The startup has pulled off a feature that artificial intelligence giants and natural language processing software have been working on for years.
Among the billion dollar technology giants with their three-story booths at Mobile World Congress 2018, there was a pair of entrepreneurs wandering around talking about an AI breakthrough that they just launched in a new iOS and Android app called Otter.ai.
When we sat down to talk about it in a tiny meeting room in the back corner of Fira Barcelona's Hall 2, Sam Liang placed his iPhone on the table and tapped the record button in the Otter app. As the CEO of AISense--the company behind Otter.ai--Liang started explaining how the 15-person startup from Los Altos, CA took a different approach to understand audio data than Amazon Alexa, Google Assistant, and the other companies working on speech recognition.
As Liang gave his pitch, Otter started spitting out text--with roughly a 2-3 second delay. And since Liang had set up our meeting in the app beforehand, the software automatically recognized when his teammate Seamus McAteer chimed in with his own comments or I interrupted with follow-up questions.
While Otter's natural language processing wasn't perfect by any means--punctuation is missing, words are misunderstood, speakers are sometimes misidentified--it's remarkably close, especially considering its speed and the fact that the app is free.
"Our technology is quite different," said Liang, in his interview with ZDNet. "We call it 'Ambient Voice Intelligence' and we use the word ambient to indicate that this is working in the background... Your brain can only remember 10-20% of the information [from a meeting]... So we thought we can help people capture that information and then search for it really fast."
The search is the best feature. Once the recording is finished, the app's machine learning automatically creates about 10 keywords so that you know what the meeting was about. And you can start searching the full text right away. Also useful is that once you hone in on a keyword, you can hit the play button to listen to the section of the audio where it occurred.
The next best feature of the app is that you can share recorded meetings. So, if you have a meeting and a colleague can't attend, you can send them the transcript and audio afterward, so that they can find the stuff that's relevant to them.
All of the those advanced features are easiest if you connect your Google account to the app and import your contacts--so it works especially smoothly if your organization uses Google Apps. The Google integration isn't surprising since Liang is a former Google engineer.

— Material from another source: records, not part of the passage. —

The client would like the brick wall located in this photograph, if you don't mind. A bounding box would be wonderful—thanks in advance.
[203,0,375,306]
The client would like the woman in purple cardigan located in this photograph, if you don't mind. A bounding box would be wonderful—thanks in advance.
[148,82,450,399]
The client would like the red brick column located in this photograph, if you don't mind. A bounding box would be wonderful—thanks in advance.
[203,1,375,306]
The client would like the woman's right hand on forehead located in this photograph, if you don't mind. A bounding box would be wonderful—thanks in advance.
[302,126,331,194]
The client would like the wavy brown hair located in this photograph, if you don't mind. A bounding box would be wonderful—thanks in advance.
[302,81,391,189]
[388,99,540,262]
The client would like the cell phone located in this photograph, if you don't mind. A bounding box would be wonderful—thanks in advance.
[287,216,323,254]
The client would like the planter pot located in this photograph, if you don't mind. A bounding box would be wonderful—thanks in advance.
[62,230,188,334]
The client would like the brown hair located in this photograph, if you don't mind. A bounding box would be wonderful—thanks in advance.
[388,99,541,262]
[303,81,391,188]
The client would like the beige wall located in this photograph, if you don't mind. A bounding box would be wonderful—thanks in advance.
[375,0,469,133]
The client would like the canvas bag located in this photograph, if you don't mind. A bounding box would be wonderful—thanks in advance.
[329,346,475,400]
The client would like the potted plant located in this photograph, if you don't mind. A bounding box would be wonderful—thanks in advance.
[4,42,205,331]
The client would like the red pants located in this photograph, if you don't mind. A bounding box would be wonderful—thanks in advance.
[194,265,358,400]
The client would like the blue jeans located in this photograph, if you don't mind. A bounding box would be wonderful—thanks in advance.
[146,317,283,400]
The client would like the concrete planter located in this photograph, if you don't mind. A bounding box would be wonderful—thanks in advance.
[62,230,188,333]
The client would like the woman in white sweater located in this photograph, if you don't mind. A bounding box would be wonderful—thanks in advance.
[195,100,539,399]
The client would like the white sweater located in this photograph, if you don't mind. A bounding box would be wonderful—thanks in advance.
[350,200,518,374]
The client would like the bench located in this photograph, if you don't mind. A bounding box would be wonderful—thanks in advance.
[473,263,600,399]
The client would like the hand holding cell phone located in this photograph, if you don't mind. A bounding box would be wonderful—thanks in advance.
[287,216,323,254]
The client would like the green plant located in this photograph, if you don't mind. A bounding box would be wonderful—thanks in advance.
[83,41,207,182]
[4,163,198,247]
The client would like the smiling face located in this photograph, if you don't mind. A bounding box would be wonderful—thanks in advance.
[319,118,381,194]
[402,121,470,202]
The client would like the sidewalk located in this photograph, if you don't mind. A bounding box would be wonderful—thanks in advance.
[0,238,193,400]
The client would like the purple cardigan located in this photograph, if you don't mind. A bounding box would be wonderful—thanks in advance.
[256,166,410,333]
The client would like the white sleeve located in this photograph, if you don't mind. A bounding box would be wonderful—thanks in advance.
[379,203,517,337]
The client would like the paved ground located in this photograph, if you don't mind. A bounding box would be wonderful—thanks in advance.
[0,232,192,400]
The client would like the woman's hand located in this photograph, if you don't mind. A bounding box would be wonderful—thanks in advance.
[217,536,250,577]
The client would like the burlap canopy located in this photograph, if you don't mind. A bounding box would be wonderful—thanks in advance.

McAteer has been working in mobile and data analytics for over 20 years. The rest of the team is made up of former Google, Facebook, Yahoo, and Nuance employees, as well as Ph.Ds and computer scientists from MIT, Stanford, and other top tech programs.
The team has been working on the technology behind Otter since January 2016. They have an API that they have licensed to other partners during the past year--primarily to offer transcription of audio files after they've finished recording. AISense used all of that partner data to tune and train their algorithms.
In January, they announced a licensing partnership with Zoom, the fast-growing video conferencing service, which now offers an option to transcribe video meetings after they've been recorded--powered by AISense.
With the launch of its own free app featuring real-time transcription, the company is moving to the next stage. It eventually plans to launch a premium version of its app, which will build on the functionality of the free version. For example, the free version will allow you to search meetings for the past 90 days. The premium version will extend that.
"The ability to remember, search, and share your voice conversations is the next frontier in collaboration," said Liang. "Otter empowers the user to use AI for everyday conversations, so they can focus on what is being said and forget about taking notes."
You can find the app at Otter.ai, the Apple App Store, and the Google Play Store. The iOS version is a little more polished at this point, but both are worth a try--and it's worth watching how this app develops and improves over time.
IBM Watson offers real-time text-to-speech services, but it uses a supercomputer to power it. So it's impressive what AISense pulled off with an app and a smartphone, and it was arguably one of the most important breakthroughs announced at Mobile World Congress 2018--despite flying under the radar.